How Often Do Lost Items Get Returned?

ByABC News
December 21, 2005, 9:02 PM

Dec. 22, 2005 — -- It's what every commuter and holiday traveler hopes to avoid -- leaving the cell phone in the cab, the wallet on the train or the BlackBerry on the plane.

Laura Begley, an editor for Travel + Leisure magazine, says with our hectic lives filled with devices and gadgets, it's increasingly common to leave things behind.

"These days you've got so much that you're carrying around -- you've got your cell phone, you've got your iPod, you've got your PDA."

So what are the chances of getting anything you lose back? Two "Primetime" producers set off on a cross-country trip, losing things along the way. The goal was to see if anyone returned their lost items.

The losing spree began with a cell phone left in a New York City cab. Next, a Palm Pilot left at Pennsylvania Station -- a major train depot. Each item was labeled with a contact number.

They left behind more: a red wallet stuffed with cash on an Amtrak train; a CD player at the 30th Street station in Philadelphia; a BlackBerry on an airplane to Chicago; and an iPod at the Four Seasons hotel in Chicago.

A month ago, Los Angeles taxi driver Haider Sediqi found $350,000 worth of diamonds left behind in his cab after dropping a passenger at the airport. Haider immediately turned in the diamonds to airport police, and the stones were reunited with their grateful owner -- a Texas jeweler who gave Haider a hefty $10,000 reward.

Are there other good Samaritans out there?

"I'd say there's about a 50-50 percent chance of getting something back when you lose it," Begley said.

About 18,000 items a year are turned in to the lost and found department of New York's Grand Central Station.

Mike Nolan, who runs the lost and found department there, said he sees lots of lost shopping bags this time of year. And while most people misplace common items like cell phones or glasses -- some leave behind the strangest things.

"We've had a life raft we've recovered, a basset hound we recovered," Nolan said. "We've had artificial limbs."

The Grand Central lost and found system is state of the art, and still, the return rate is only 60 percent.

"Primetime" made several other drops -- a diary on a plane bound for Las Vegas, a purse with a tracking device in the trunk of a rental car, a leather whip and furry handcuffs in a Vegas hotel, and, finally, a stuffed Tigger doll also fitted with a tracking device in the back of a cab in Hollywood.

In all, "Primetime" producers left 22 items around the country.

Eventually, the producers got a call from a good Samaritan about the wallet left on the train to Philadelphia -- though the cash had been taken.

Begley says time is of the essence when trying to track down lost items, and that you will have to do most of the work.

"You've gotta make the calls, you've gotta do some research, you've gotta keep calling back," she said.

Very few people called trying to return the lost items -- even hotels, which have contact information on guests.

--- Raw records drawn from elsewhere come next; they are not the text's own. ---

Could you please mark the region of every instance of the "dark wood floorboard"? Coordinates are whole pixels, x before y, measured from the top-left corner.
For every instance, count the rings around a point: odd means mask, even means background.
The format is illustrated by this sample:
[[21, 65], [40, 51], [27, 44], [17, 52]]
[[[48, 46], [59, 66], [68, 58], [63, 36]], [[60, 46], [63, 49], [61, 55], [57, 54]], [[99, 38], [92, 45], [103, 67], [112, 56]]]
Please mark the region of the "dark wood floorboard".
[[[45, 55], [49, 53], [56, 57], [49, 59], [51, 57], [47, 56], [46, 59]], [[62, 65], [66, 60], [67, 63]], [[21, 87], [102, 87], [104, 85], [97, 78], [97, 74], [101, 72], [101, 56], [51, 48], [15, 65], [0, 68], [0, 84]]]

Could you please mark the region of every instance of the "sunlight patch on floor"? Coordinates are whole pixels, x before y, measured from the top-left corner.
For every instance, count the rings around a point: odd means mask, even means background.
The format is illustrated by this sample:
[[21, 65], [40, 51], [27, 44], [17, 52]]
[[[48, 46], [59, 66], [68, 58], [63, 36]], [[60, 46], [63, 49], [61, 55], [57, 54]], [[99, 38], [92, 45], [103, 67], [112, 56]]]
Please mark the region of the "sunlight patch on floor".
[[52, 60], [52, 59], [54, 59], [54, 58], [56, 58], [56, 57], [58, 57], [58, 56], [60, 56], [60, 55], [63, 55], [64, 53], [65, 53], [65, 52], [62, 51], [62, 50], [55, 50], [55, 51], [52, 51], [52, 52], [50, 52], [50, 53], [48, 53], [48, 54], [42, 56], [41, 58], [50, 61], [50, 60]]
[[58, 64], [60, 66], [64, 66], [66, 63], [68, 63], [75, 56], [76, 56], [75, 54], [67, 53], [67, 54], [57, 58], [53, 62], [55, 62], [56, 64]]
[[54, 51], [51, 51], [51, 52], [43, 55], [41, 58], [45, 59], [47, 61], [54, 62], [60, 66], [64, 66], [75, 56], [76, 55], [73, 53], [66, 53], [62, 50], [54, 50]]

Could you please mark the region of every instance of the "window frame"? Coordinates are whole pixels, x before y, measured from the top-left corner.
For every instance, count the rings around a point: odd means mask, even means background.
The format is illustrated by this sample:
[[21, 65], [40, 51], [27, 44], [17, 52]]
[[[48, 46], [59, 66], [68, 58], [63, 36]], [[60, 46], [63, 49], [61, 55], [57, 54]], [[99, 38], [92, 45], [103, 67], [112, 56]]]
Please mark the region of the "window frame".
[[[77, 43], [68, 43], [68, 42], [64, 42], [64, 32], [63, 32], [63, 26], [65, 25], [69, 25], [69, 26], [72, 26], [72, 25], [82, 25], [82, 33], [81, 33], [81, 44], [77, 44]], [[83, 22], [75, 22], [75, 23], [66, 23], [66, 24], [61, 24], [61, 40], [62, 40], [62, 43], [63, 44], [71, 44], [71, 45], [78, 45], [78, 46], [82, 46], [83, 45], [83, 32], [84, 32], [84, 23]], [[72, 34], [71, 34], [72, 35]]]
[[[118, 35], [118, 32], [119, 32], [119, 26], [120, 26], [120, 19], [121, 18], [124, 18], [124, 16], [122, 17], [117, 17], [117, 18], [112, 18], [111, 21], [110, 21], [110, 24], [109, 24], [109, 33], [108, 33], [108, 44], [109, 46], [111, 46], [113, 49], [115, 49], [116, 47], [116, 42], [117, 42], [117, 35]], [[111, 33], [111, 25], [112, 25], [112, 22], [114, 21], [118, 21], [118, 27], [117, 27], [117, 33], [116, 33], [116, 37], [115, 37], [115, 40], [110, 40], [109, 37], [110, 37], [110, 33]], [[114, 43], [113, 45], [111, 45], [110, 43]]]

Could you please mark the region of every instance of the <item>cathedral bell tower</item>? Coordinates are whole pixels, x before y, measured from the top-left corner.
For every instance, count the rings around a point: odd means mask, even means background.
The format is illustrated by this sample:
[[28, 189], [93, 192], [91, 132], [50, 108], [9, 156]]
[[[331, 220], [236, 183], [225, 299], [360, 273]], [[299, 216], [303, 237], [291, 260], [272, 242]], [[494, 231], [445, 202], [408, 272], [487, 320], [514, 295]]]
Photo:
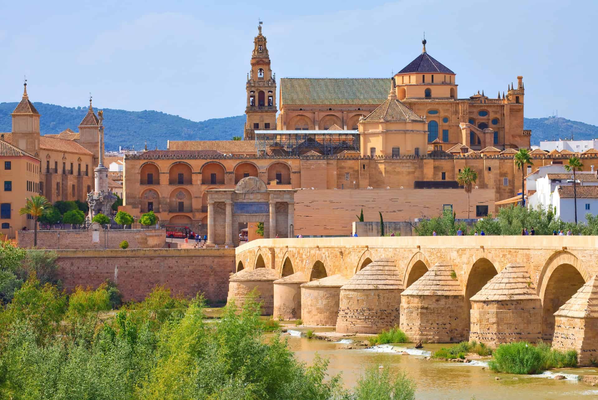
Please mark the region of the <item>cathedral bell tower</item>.
[[254, 39], [251, 70], [247, 74], [247, 122], [243, 136], [246, 140], [255, 139], [256, 129], [276, 128], [276, 75], [270, 68], [266, 39], [261, 29], [260, 21], [258, 35]]

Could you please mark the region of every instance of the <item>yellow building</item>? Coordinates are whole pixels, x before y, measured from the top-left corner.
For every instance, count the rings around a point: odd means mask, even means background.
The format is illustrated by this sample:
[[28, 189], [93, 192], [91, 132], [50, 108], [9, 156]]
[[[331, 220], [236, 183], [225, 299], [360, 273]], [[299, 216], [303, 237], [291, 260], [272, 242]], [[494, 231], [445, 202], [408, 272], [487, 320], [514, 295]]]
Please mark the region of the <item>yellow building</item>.
[[26, 227], [33, 229], [33, 220], [20, 215], [26, 197], [39, 190], [41, 160], [16, 146], [4, 141], [0, 135], [0, 232], [14, 237]]
[[[32, 181], [33, 183], [30, 187], [33, 190], [26, 191], [26, 196], [23, 193], [23, 196], [14, 197], [14, 201], [10, 202], [11, 214], [15, 210], [18, 213], [18, 210], [25, 206], [26, 197], [37, 194], [45, 196], [51, 203], [58, 200], [86, 201], [87, 193], [93, 190], [93, 169], [97, 166], [100, 151], [98, 119], [93, 112], [91, 100], [89, 109], [79, 125], [79, 132], [67, 129], [56, 135], [40, 136], [40, 115], [29, 100], [25, 83], [23, 97], [11, 116], [11, 132], [0, 133], [3, 145], [11, 146], [41, 163], [37, 169], [38, 175]], [[18, 164], [10, 170], [17, 176], [29, 172], [26, 164]], [[8, 203], [5, 201], [5, 193], [0, 193], [2, 195], [0, 201]], [[26, 224], [19, 227], [23, 226]], [[3, 228], [2, 232], [8, 234], [8, 231]], [[11, 237], [14, 237], [14, 230], [10, 234]]]

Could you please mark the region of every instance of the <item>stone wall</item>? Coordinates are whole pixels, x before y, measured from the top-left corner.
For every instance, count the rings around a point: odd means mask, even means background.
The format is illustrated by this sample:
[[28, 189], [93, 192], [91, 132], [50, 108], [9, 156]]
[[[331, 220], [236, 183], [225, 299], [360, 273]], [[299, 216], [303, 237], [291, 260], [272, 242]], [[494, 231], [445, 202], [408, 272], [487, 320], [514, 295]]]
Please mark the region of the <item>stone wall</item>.
[[[469, 216], [475, 218], [477, 205], [487, 206], [488, 212], [493, 213], [494, 202], [493, 190], [474, 189], [469, 199]], [[409, 221], [437, 216], [442, 213], [444, 204], [452, 204], [457, 218], [467, 218], [467, 194], [462, 189], [298, 190], [295, 193], [294, 233], [295, 236], [300, 233], [348, 236], [362, 209], [365, 221], [379, 225], [379, 211], [386, 221]]]
[[[61, 237], [62, 239], [62, 237]], [[58, 277], [68, 291], [77, 285], [115, 282], [124, 301], [143, 300], [157, 285], [173, 294], [203, 293], [224, 301], [234, 271], [233, 249], [59, 250]]]
[[[166, 231], [163, 229], [38, 231], [38, 248], [48, 250], [120, 249], [120, 242], [126, 240], [129, 249], [161, 249], [166, 237]], [[19, 247], [33, 247], [33, 231], [19, 231], [17, 241]]]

Begley said they may be refusing to act out of discretion. "They don't know if you're there on business or you're there on a date, and they don't want to violate that privacy," she said.

When called, though, all the hotels had "Primetime's" lost items -- even the whip and handcuffs.

Airplanes and airports seemed to be the worst places to lose things. Only one item was found on an airplane -- a personal diary.

All told, of the 22 items "Primetime" lost, nine were returned -- about a 40 percent return rate. But the recovery rate could have been much lower -- contact numbers were on all the items and we knew exactly where we had dropped them.

Two of the lost items were fitted with tracking devices -- the purse left in the trunk of a rental car and the Tigger doll left in a Hollywood taxi.

Almost five days after it was lost, "Primetime" received a call from the National rental car company, saying a worker had delivered the purse to the lost and found.

"I believe that people are generally good and they want to return things, and if there's a way to return it they will," Begley said.

But that might be a charitable view. The Tigger doll has been bouncing all over Los Angeles for two weeks, and so far, it hasn't been found by anyone looking to send him home.